Sør-Bindalen or Sørbindalen is a former administrative entity in the Namdalen district of Trøndelag, Norway.  It was in existence from 1658 to 1852.  It is located in the present-day municipality of Bindal in Nordland county.

History
The ancient district of Bindalen belonged to Namdalen. However, in 1658, when the county (län) of Trondheim was ceded to Sweden in the Treaty of Roskilde, the status of the border district was ambiguous, with residents paying some taxes to Helgeland, in Nordland, and some to Namdalen. The decision was then made to redraw the county boundary to run down the fjord, assigning the northern part, Nord-Bindalen, to Nordland county, which remained in the Kingdom of Denmark-Norway, while the larger part remained in Trondheim county and became Sør-Bindalen and part of the Kingdom of Sweden.
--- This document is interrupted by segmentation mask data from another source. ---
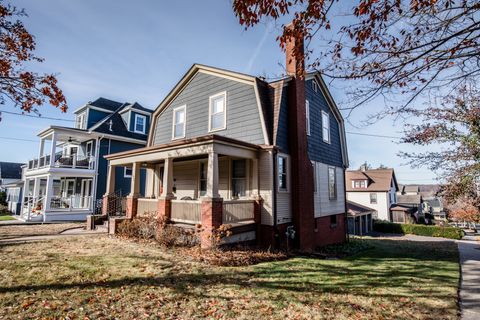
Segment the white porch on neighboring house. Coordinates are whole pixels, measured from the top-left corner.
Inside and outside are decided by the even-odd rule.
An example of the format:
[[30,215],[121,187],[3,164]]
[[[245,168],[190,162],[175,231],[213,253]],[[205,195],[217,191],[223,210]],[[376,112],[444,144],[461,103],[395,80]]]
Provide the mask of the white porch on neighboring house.
[[[206,136],[110,155],[104,213],[111,209],[107,199],[115,192],[115,167],[129,167],[127,218],[154,212],[174,223],[201,224],[204,245],[221,224],[250,225],[239,240],[253,240],[260,223],[259,152],[255,145]],[[144,198],[139,196],[140,168],[147,170]]]
[[85,220],[95,200],[96,137],[63,127],[39,136],[38,157],[25,168],[21,218]]

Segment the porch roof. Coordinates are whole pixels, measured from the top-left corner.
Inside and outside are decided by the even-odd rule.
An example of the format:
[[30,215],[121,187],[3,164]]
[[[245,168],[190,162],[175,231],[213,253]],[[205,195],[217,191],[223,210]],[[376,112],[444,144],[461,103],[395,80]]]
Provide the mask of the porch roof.
[[[144,147],[105,156],[112,165],[124,163],[161,160],[169,157],[188,157],[195,154],[217,152],[232,156],[258,158],[257,152],[262,146],[219,136],[206,135],[182,139],[166,144]],[[183,152],[181,151],[183,150]]]

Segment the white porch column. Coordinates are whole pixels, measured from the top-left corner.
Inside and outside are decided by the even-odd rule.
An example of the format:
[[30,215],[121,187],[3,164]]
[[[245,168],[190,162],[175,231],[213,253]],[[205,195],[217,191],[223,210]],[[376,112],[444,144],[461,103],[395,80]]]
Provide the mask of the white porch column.
[[52,145],[50,148],[50,166],[55,163],[55,153],[57,151],[57,134],[55,132],[52,133]]
[[132,165],[132,178],[130,185],[130,196],[138,196],[140,193],[140,163],[134,162]]
[[147,168],[147,176],[145,179],[145,198],[153,198],[155,195],[155,169]]
[[162,197],[173,198],[173,158],[165,159]]
[[162,166],[160,164],[155,165],[155,178],[154,178],[154,188],[155,192],[154,195],[156,198],[159,198],[161,196],[161,188],[162,188],[162,179],[160,177],[160,170]]
[[115,168],[116,166],[108,166],[107,188],[105,189],[105,194],[107,195],[115,193]]
[[44,149],[45,149],[45,139],[40,138],[40,147],[38,148],[38,159],[40,159],[43,156]]
[[250,164],[250,177],[251,177],[251,188],[252,188],[252,197],[256,198],[260,195],[259,193],[259,181],[258,181],[258,159],[251,159]]
[[207,198],[220,198],[218,194],[218,153],[208,154]]
[[53,176],[50,174],[47,176],[47,186],[45,189],[45,206],[43,210],[43,222],[46,221],[47,211],[50,211],[50,204],[53,196]]

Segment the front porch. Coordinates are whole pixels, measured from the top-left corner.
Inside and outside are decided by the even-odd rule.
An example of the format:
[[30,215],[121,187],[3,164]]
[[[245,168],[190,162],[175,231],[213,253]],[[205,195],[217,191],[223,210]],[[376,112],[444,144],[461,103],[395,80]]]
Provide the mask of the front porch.
[[93,176],[45,175],[25,179],[21,219],[85,220],[93,211]]
[[[202,226],[202,246],[212,230],[231,224],[242,230],[231,241],[255,240],[262,205],[258,181],[260,147],[208,136],[159,147],[108,156],[110,161],[104,214],[112,212],[115,168],[131,168],[131,193],[126,218],[154,213],[158,219],[185,226]],[[140,168],[146,183],[140,196]],[[130,169],[128,169],[130,170]]]

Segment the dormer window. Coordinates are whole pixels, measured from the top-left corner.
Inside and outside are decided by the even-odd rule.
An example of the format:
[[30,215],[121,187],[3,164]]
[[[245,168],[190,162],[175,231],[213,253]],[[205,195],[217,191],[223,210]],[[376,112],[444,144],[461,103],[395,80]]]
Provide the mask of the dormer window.
[[77,118],[75,120],[75,128],[77,129],[86,129],[87,128],[87,113],[82,112],[77,114]]
[[352,181],[354,189],[366,189],[367,181],[366,180],[354,180]]
[[145,129],[147,127],[147,117],[142,116],[140,114],[135,115],[135,126],[133,128],[133,131],[136,133],[143,133],[145,134]]
[[224,130],[227,128],[227,93],[222,92],[210,97],[208,131]]
[[322,111],[322,136],[323,142],[330,143],[330,115]]
[[310,135],[310,102],[305,100],[305,116],[306,116],[306,127],[307,127],[307,136]]
[[313,88],[313,91],[315,91],[315,92],[318,91],[318,83],[317,83],[316,80],[312,81],[312,88]]

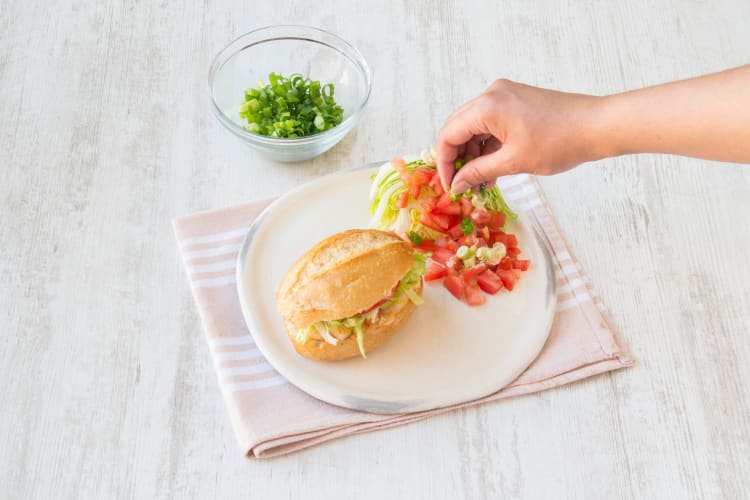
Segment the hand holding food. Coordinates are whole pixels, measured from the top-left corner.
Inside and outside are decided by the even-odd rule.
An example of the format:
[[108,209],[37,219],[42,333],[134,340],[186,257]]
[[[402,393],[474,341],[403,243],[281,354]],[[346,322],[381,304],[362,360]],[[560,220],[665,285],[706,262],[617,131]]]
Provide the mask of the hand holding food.
[[443,279],[451,294],[472,306],[485,302],[482,292],[512,291],[531,265],[519,258],[515,235],[505,231],[506,219],[516,214],[497,186],[445,192],[434,151],[384,164],[373,177],[370,214],[371,227],[394,231],[430,254],[425,281]]
[[366,357],[422,303],[424,272],[425,256],[395,234],[344,231],[292,265],[276,303],[298,353],[321,361]]
[[[438,171],[446,190],[461,193],[503,175],[556,174],[632,153],[747,163],[749,86],[750,65],[605,97],[497,80],[446,120]],[[465,155],[473,160],[457,171]]]

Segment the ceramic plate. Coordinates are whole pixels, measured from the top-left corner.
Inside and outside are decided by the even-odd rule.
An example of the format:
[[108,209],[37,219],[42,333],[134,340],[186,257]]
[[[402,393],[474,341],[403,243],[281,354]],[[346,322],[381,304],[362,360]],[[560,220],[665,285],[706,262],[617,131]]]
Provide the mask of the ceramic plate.
[[333,363],[296,353],[276,309],[276,287],[292,263],[333,233],[367,227],[370,175],[360,169],[306,184],[271,204],[240,251],[237,287],[258,348],[289,382],[328,403],[374,413],[430,410],[478,399],[513,381],[534,360],[555,310],[555,275],[542,238],[525,217],[509,223],[531,268],[512,293],[480,307],[426,283],[424,304],[390,341]]

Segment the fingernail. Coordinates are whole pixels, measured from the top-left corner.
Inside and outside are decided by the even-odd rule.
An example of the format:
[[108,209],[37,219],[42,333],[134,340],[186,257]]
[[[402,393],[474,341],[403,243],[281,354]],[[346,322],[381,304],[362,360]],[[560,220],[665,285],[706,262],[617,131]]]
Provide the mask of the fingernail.
[[466,191],[467,189],[469,189],[469,183],[468,182],[466,182],[466,181],[456,181],[456,182],[453,183],[453,189],[451,189],[451,191],[453,191],[455,194],[461,194],[464,191]]

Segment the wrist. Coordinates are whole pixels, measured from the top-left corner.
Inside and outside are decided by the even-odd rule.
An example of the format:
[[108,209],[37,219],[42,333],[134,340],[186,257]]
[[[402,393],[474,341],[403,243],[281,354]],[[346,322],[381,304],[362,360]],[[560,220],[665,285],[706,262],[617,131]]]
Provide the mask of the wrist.
[[623,154],[618,146],[617,123],[612,120],[614,96],[586,96],[579,118],[584,161]]

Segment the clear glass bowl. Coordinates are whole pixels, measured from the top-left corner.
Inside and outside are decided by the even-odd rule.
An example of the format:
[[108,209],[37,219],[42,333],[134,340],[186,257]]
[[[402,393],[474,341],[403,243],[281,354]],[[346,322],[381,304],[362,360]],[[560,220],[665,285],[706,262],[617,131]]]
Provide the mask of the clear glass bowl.
[[[343,121],[325,132],[293,139],[245,130],[239,115],[244,91],[258,80],[267,82],[271,72],[333,83]],[[213,112],[227,130],[270,158],[291,162],[324,153],[354,128],[370,98],[372,81],[362,55],[333,33],[308,26],[269,26],[221,50],[211,64],[208,85]]]

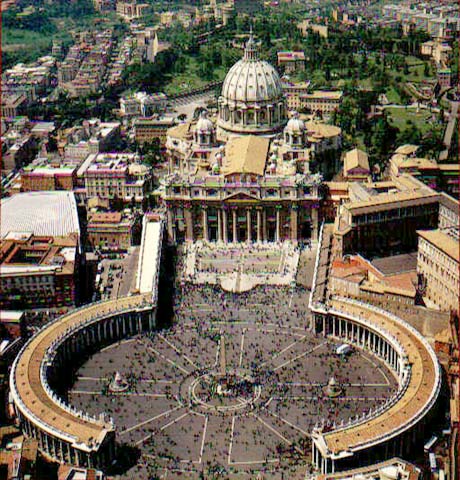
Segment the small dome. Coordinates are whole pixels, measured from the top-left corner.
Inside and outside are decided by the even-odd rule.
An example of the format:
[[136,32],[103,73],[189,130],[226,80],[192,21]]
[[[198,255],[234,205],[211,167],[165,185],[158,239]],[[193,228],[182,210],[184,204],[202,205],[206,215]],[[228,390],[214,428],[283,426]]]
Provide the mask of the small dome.
[[214,130],[214,124],[208,118],[207,110],[200,113],[200,118],[196,122],[195,130],[200,133],[211,133]]
[[297,112],[292,112],[292,116],[286,125],[286,130],[291,133],[301,133],[305,131],[305,123],[299,118]]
The two remained separate after Trøndelag county was reunited with Norway in 1660.

In 1815, a single parish of Bindalen was created from the larger parish of Brønnø, despite the secular division of the community.  Although the 1838 formannskapsdistrikt law divided the country into municipalities which were supposed to correspond to the church parishes, the parish of Bindalen (which straddled the county border) remained as the two separate municipalities of  Nord-Bindalen and Sør-Bindalen.